Pour nous aider dans cette contemplation qui doit nous conduire à découvrir la tendresse, l’affectueux sourire du Ressuscité, prenons le temps de prier le psaume de ce dimanche. Ouvrons notre Bible et trouvons le texte complet. C’est un psaume de louange qui nous conduit à reconnaître les bienfaits qu’il y a à marcher dans les voies de Dieu. Il s’agit d’entendre une invitation à s’attacher au Seigneur pour vivre en plénitude. Nous y trouvons une consolation dans notre quête de Dieu et un élan pour notre vie humaine et spirituelle.

Entrer dans la louange

La louange de Dieu conduit souvent aussi à reconnaître qu’Il pour nous libérer de nos égoïsmes, afin qu’en travaillant à ce monde qui passe, nous nous attachions aux choses qui ne passent pas (2e préface de Carême)est cet Au-delà de tout mais surtout qu’il nous appelle à un davantage. C’est entendre la promesse qui nous fait aller plus loin que notre intelligence et notre sensibilité. Nous y entendons l’audace de vivre avec Dieu en ce monde et en ce temps.

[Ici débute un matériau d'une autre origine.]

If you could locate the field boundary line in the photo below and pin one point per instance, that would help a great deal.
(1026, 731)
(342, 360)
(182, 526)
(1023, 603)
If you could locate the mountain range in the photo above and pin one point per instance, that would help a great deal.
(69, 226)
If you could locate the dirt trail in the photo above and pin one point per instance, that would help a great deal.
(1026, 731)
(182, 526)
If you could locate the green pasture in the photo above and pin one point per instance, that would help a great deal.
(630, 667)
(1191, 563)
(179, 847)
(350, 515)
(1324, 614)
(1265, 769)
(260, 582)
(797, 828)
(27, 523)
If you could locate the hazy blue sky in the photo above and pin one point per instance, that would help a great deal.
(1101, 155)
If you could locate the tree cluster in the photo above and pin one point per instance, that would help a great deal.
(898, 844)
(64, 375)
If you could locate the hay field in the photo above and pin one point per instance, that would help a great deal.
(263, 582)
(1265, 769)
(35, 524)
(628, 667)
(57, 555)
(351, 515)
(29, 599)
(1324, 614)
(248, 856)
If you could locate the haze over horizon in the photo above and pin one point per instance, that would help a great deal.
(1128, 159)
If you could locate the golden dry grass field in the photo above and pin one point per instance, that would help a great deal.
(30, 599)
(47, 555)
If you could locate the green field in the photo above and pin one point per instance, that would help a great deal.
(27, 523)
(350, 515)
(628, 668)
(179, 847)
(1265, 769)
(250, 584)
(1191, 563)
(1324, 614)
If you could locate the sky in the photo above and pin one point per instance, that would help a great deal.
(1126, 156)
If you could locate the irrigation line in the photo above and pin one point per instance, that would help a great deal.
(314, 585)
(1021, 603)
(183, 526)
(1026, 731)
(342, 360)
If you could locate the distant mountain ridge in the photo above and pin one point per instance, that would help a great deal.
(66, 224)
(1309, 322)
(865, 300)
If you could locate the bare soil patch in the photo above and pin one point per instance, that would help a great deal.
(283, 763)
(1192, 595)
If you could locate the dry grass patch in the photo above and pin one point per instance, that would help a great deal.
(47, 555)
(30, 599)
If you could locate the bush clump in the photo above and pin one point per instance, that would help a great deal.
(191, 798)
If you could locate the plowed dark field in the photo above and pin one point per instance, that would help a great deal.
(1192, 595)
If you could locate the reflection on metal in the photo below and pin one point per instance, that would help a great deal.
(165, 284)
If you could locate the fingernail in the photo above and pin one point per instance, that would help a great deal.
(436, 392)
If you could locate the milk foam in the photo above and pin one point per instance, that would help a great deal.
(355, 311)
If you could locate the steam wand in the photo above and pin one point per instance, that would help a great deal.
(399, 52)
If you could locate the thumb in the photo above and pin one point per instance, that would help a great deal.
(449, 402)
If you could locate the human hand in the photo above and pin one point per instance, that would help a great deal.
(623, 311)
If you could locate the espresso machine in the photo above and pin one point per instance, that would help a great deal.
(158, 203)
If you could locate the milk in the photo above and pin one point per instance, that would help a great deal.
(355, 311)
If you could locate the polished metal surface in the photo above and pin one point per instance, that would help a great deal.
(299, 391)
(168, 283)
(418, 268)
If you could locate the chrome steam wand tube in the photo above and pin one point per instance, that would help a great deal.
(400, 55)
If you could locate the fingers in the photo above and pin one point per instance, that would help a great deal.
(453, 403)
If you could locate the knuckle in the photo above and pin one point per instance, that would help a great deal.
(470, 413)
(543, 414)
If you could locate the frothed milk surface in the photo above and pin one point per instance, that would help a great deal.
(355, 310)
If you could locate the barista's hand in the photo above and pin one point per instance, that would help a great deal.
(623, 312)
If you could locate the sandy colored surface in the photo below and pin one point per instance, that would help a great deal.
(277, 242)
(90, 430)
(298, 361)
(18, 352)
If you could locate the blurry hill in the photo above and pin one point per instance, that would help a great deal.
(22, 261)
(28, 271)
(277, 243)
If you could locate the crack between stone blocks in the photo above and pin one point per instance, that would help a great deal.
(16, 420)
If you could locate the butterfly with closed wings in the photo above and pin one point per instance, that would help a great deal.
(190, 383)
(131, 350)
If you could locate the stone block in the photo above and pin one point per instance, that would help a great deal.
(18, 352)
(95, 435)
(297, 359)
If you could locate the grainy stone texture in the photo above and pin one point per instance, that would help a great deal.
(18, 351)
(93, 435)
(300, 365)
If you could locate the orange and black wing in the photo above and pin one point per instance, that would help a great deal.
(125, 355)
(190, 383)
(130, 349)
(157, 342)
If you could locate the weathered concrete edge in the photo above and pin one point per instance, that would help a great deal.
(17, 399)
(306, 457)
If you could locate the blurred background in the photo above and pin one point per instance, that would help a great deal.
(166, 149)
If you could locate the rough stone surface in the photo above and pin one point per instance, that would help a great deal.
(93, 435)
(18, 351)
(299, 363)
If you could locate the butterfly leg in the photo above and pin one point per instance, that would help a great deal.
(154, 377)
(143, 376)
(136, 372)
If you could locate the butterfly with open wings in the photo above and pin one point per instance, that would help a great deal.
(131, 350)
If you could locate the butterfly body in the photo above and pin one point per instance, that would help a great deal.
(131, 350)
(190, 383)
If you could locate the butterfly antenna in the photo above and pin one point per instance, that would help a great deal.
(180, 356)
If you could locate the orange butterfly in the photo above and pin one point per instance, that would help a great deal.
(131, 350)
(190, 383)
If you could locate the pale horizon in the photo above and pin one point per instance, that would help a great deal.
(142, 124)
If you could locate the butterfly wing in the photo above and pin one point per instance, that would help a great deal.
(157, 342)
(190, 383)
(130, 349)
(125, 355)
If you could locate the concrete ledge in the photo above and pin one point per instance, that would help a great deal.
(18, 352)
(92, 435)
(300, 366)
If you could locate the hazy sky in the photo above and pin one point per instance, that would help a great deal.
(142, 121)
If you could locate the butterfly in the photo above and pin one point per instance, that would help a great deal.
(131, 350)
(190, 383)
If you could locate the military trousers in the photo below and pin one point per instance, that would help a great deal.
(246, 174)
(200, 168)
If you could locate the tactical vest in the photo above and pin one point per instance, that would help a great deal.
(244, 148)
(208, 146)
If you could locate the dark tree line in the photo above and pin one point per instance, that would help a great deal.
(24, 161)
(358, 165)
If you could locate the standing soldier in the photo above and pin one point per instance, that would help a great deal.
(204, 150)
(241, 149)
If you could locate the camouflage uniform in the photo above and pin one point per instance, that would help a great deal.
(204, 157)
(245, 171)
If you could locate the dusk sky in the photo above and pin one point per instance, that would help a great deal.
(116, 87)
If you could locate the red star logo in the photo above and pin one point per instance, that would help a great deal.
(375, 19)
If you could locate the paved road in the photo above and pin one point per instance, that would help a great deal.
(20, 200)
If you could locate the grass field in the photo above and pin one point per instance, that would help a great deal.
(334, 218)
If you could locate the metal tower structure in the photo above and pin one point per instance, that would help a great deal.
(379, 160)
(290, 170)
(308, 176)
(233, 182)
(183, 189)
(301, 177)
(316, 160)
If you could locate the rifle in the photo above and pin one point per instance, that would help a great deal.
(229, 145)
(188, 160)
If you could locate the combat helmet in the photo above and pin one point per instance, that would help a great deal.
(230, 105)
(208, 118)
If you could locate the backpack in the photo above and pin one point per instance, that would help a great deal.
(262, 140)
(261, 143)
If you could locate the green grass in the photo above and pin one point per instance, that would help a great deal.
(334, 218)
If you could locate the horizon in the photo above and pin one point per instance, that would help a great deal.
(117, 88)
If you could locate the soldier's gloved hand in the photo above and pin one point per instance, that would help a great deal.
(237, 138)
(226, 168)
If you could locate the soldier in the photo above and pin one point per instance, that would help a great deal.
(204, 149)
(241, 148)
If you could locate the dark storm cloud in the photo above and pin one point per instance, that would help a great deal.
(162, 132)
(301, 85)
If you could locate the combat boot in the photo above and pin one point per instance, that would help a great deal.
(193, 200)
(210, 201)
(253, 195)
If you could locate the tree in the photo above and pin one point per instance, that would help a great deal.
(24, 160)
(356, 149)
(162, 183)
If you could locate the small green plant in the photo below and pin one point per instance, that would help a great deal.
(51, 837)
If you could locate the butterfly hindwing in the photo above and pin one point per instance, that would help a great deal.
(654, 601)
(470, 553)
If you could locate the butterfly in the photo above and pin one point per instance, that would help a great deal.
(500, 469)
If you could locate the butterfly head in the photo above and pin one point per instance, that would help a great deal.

La force de la réconciliation

Dans cette reconnaissance que la vie de Dieu coule en nous, nous avons à découvrir la force du don de la réconciliation. Bien sûr le sacrement, qui renouvelle les promesses de notre baptême, mais la force du Pardon. C’est elle qui vient restaurer nos alliances. Dans cette louange, nous avons à reconnaître que tout désir de paix est un don du Seigneur. Profitons donc de ce temps liturgique où il nous est donné de goûter particulièrement à la proximité de Dieu pour lui demander la grâce de pacifier notre cœur. Qu’il nous donne l’élan missionnaire pour vivre réconciliés avec nos frères et sœurs. Il s’agit d’être des femmes et des hommes de conviction dont la seule préoccupation est le service de Dieu celui de nos contemporains.

Entrons donc dans cette troisième semaine du Carême en pèlerins, habités du désir de construire ensemble la paix, la justice et l’amour.